Well-defined autoimmune intestinal diseases include inflammatory bowel disease (IBD), classified as either Crohn’s disease (CD) or ulcerative colitis (UC). Both disorders are characterised by chronic inflammation of the gastrointestinal tract, in which CD involves the total digestive tract, and UC involves the colon and rectum. A major difference between IBD and irAE colitis is its chronicity and slow improvement on steroids or TNF blockers. The aetiology of IBD is complex and arises as a result of the interaction of genetic and environmental factors. To date, genetic studies have identified 163 susceptibility loci for IBD. Approximately 30% are shared between CD and UC and more than 50% are associated with other AIDs. However, the genetic contribution to the pathogenesis is poorly understood and, in most cases, genetic alterations are thought to have a minor role. Recent mapping studies have used susceptibility loci to explain genetic heterogeneity across diverse populations and clinical subphenotypes.41 42 Moreover, it is emerging that the value of genetic studies is defined by just single susceptibility genes, and to identify disease-relevant pathways (eg, barrier function, innate/adaptive immunity, metabolic pathways, autophagy) to understand the genetic architecture of complex disease such as IBD.43 Although all reported risk loci may be of importance to explain CPI-induced autoimmune colitis, a few loci with greater than 95% certainty to be a single causal variant have been reported for IBD, UC and CD. These 18 susceptible loci associated with IBD, UC and CD are potentially of greater value in explaining treatment-induced intestinal toxicities after CPI (online supplementary table 4; table 1).
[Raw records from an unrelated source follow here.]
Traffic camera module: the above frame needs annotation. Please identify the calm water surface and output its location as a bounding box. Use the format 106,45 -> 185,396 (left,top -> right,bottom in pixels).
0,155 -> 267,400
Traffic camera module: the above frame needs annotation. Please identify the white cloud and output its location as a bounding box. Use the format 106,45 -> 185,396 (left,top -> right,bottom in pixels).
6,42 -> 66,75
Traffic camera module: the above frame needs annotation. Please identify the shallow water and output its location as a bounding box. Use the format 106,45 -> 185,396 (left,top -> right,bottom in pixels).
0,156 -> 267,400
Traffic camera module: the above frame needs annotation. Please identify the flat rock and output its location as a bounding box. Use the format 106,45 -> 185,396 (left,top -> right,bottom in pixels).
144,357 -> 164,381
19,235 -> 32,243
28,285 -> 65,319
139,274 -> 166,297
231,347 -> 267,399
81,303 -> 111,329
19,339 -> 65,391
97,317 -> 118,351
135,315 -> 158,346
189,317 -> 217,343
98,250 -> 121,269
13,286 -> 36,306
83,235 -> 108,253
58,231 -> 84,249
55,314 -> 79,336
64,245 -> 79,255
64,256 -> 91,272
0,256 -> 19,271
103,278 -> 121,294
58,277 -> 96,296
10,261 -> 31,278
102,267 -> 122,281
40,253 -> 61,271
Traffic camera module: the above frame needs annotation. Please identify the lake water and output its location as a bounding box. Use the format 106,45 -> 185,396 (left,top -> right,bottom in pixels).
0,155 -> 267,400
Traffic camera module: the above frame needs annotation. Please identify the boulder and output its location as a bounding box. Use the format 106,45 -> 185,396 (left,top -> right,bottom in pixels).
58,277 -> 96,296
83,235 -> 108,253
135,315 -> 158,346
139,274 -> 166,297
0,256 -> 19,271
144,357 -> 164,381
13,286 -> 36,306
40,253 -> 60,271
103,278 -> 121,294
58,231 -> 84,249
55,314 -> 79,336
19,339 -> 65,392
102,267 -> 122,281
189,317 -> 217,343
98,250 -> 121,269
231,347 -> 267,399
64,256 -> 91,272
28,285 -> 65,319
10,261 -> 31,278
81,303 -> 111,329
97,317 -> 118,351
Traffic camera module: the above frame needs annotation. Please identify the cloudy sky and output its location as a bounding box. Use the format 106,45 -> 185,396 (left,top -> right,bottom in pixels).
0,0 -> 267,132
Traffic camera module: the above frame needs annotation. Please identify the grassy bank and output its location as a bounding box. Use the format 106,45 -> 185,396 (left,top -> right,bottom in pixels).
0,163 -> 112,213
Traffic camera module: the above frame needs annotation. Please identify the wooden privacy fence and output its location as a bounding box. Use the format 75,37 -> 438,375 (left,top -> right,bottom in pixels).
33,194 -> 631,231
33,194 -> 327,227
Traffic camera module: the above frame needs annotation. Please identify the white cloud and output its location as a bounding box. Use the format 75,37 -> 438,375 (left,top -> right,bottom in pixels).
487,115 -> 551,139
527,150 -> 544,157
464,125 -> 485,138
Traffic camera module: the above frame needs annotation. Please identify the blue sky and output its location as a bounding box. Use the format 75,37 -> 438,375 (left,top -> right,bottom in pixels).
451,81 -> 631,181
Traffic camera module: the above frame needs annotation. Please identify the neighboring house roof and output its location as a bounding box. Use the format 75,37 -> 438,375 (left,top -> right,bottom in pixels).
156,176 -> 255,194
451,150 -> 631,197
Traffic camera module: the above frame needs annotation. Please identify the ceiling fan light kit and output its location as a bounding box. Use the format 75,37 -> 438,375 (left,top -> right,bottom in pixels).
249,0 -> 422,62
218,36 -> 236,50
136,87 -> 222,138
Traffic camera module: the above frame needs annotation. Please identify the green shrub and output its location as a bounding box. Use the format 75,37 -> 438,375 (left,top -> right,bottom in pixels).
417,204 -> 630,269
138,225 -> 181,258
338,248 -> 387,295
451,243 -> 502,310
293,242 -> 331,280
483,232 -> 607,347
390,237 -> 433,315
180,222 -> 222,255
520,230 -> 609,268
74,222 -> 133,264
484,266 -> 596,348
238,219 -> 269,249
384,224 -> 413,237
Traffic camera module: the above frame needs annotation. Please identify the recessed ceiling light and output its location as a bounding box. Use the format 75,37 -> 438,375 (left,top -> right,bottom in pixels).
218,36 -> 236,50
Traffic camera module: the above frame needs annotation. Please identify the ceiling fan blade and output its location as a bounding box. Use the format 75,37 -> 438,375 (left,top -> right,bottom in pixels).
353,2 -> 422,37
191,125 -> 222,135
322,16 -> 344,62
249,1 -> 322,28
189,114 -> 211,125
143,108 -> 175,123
Gastritis, an inflammation of the lining of the stomach, is also reported on CPI therapy (table 1). One of the common causes of non-CPI gastritis is the infection with Helicobacter pylori (table 1). All reported SNPs for gastritis are related to an H. pylori infection, which is not frequently seen in the reported CPI treatment-induced gastritis.44 Therefore, we consider these loci of less relevance.
Grade 3 or 4 immune-related hepatitis is among the most common identified high-grade irAEs (8.3% and 6.1%, respectively, in response to combination therapy) (table 1). Autoimmune hepatitis (AIH) is a disease with an unknown aetiology, where GWAS identified genetic variants that predispose individuals to AIH. Identified human leucocyte antigen (HLA) haplotypes, both class I and class II associated with AIH, are variable between geographic and ethnic populations (online supplementary table 4; table 1). Only two non-HLA loci have been identified as risk factors for AIH (online supplementary table 4), making it difficult to find a genetic component underlying AIH.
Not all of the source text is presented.